シーズン1では「ブレイキング・バッド」に出てくるソウル・グッドマンとジミー・マッギルがイメージ的になかなか繋がらない印象だったのがだんだんと、さらにとても強い説得力を持ってジミー・マッギルがソウル・グッドマンとして生まれ変わっていく、そんなシーズン4だったと思う。敢えて比べるならば、衝撃度は「ブレイキング・バッド」のほうが強かったかもしれないけれど、物語のクオリティはもはやただのスピンオフというレベルは超え、今では「ベター・コール・ソウル」は「ブレイキング・バッド」にも肩を並べるほどの人間ドラマになってきたのではないだろうか。エピソードは10で、これまでのシーズンと長さは変わらないにも関わらず最終回を見て「もう終わり!?」と思うくらいあっという間に感じた。

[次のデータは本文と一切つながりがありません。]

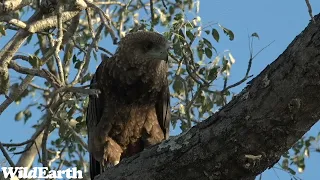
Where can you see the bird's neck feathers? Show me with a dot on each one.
(132, 70)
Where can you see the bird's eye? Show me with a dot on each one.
(148, 46)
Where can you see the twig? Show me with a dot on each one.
(152, 15)
(110, 3)
(58, 44)
(36, 134)
(51, 21)
(13, 21)
(14, 95)
(90, 23)
(105, 19)
(6, 155)
(84, 65)
(164, 5)
(310, 10)
(39, 87)
(246, 76)
(12, 5)
(73, 132)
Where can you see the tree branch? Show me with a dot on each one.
(250, 133)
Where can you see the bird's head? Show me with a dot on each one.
(146, 45)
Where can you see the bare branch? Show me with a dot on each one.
(14, 95)
(13, 21)
(310, 10)
(6, 155)
(51, 21)
(105, 19)
(13, 5)
(84, 65)
(44, 145)
(58, 45)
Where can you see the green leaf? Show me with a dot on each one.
(171, 10)
(78, 64)
(213, 73)
(207, 42)
(19, 116)
(208, 52)
(255, 35)
(74, 59)
(228, 32)
(178, 16)
(95, 56)
(190, 35)
(215, 35)
(291, 171)
(27, 114)
(200, 52)
(2, 30)
(34, 61)
(285, 164)
(178, 85)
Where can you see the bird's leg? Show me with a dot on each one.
(112, 153)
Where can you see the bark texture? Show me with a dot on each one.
(250, 133)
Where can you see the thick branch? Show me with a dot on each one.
(250, 133)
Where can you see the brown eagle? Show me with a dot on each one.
(133, 110)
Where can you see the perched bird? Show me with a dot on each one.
(132, 111)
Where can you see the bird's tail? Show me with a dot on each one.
(95, 167)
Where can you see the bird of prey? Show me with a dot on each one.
(132, 111)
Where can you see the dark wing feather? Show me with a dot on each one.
(94, 114)
(163, 110)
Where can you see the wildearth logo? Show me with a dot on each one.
(41, 172)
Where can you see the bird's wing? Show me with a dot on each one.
(163, 110)
(94, 114)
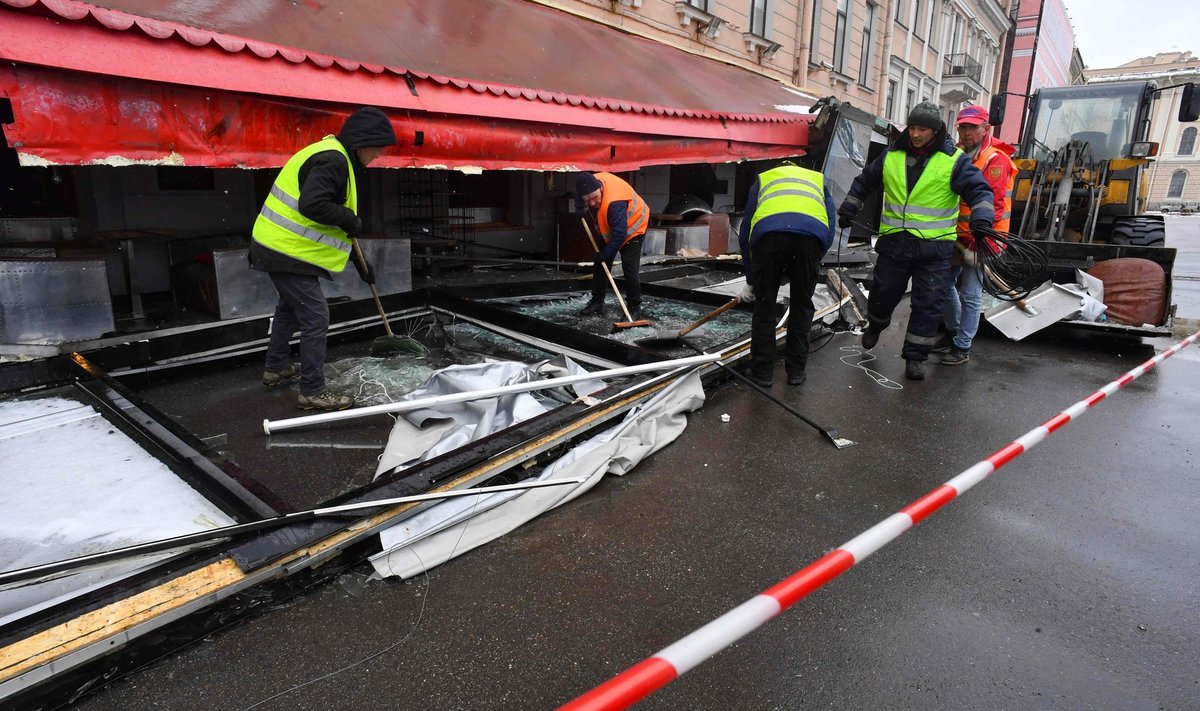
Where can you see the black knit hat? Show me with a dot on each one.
(367, 127)
(927, 114)
(587, 184)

当然シーズン5への更新もあるだろう。次シーズンも楽しみだ。
ベターコールソウル シーズン5 ネタバレなし 感想
「ブレイキング・バッド」の続編にあたる映画、「エル・カミーノ」が配信になる影響でシーズン4から5の間は1年以上あく形となった。展開は相変わらずスローながらもしっかりと登場人物を描いていく手法は健在で、同時にその部分こそが「ベターコールソウル」の見どころであるのは過去シーズン同様である。シーズン5ともなると見続けている人以外は見ていないと思うので、ネタバレなしで感想を書く上ではあえて特筆すべき点はないとすらいえるかもしれない。だが、だからと言ってその他シーズンと比べて劣っているというわけではなく、むしろシーズン5は過去シリーズの中で最も緊張感のある内容だったと思う。ほんの少しの欲を出したため気づくとどんどんとドラッグカルテルとの距離が近くなってしまうジミー、そんなジミーを見守るキム。視聴者としては特にキムと同じような心境でドラマを見守ることになるだろう。またシーズン4から現れたラロ・サラマンカが今回のキーマンになる。このラロがまた不気味なほど陽気で、それでいてあくまでも悪人であるということが伝わってくる立ち居振る舞いがシーズン5をより刺激的なものにしている。最終シーズンであるシーズン6はどういう結末を迎えるのか。
シーズン5を見終えた今も、「ブレイキングバッド」に登場していなかったキャラクターたちがどうなっていってしまうのか想像もつかないし、とても気になる点でもある。